Wednesday
Dec052012
5 Ways to Make Cloud Failure Not an Option

With cloud SLAs generally being worth what you don't pay for them, what can you do to protect yourself? Sean Hull in AirBNB didn’t have to fail has some solid advice on how to deal with outages:
- Use Redundancy. Make database and webserver tiers redundant using multi-az or alternately read-replicas.
- Have a browsing only mode. Give users a read-only version of your site. Users may not even notice failures as they will only see problems when they need to perform a write operation.
- Web Applications need Feature Flags. Build in the ability to turn off and on major parts of your site and flip the switch when problems arise.
- Consider Netflix’s Simian. By randomly causing outages in your application you can continually test your failover and redundancy infrastructure.
- Use multiple clouds. Use Redundant Arrays of Inexpensive Clouds as a way of surviving outages in any one particular cloud.
None of these are easy and it's worth considering that your application may not need them at all.

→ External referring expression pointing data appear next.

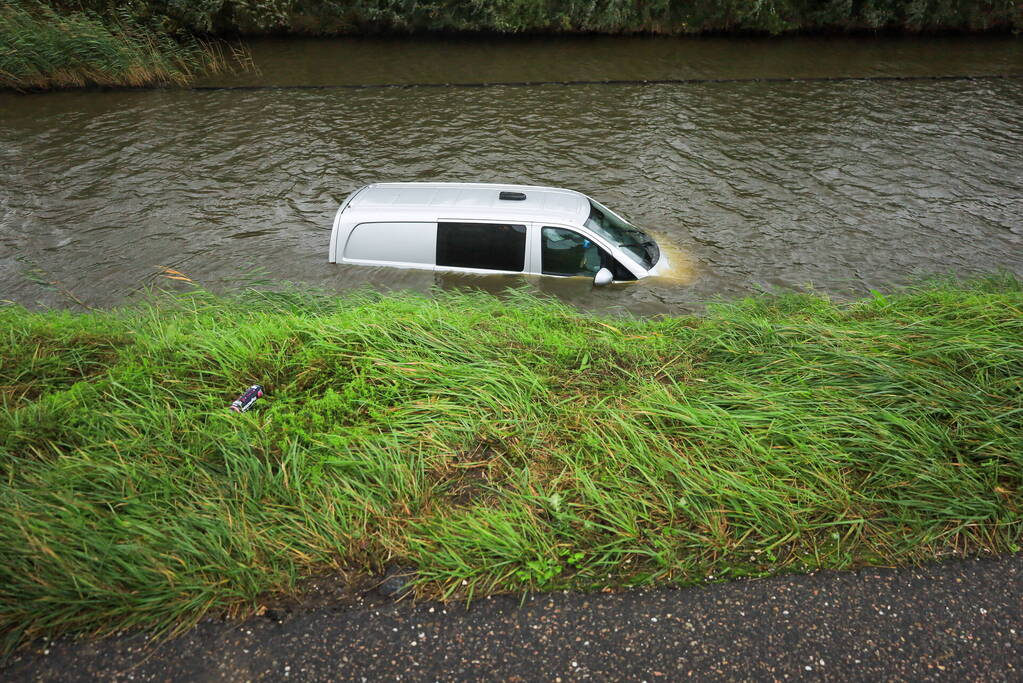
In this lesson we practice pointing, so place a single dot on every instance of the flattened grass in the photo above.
(494, 445)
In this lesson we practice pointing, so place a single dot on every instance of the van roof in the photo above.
(466, 200)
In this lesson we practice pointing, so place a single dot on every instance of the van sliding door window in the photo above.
(567, 253)
(489, 245)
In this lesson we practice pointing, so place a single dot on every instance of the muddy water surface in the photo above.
(844, 185)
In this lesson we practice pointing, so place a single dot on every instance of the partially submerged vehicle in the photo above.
(484, 228)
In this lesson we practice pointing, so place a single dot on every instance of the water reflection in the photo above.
(843, 186)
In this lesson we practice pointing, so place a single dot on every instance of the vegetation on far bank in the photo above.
(493, 445)
(610, 16)
(67, 43)
(43, 48)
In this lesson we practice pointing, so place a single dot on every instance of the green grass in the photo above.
(41, 48)
(494, 445)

Life will almost always go on anyway.
Sean has many more details in AirBNB didn’t have to fail.
Reader Comments (2)
"None of these are easy..."
Is having a browse only mode so hard to implement?
@rc: maybe not hard but requires extra work.
Imagine putting if (db is down) then disable form submit on every zone of your site
That accepts data input.
As hard as putting indexes on a 200 table database:)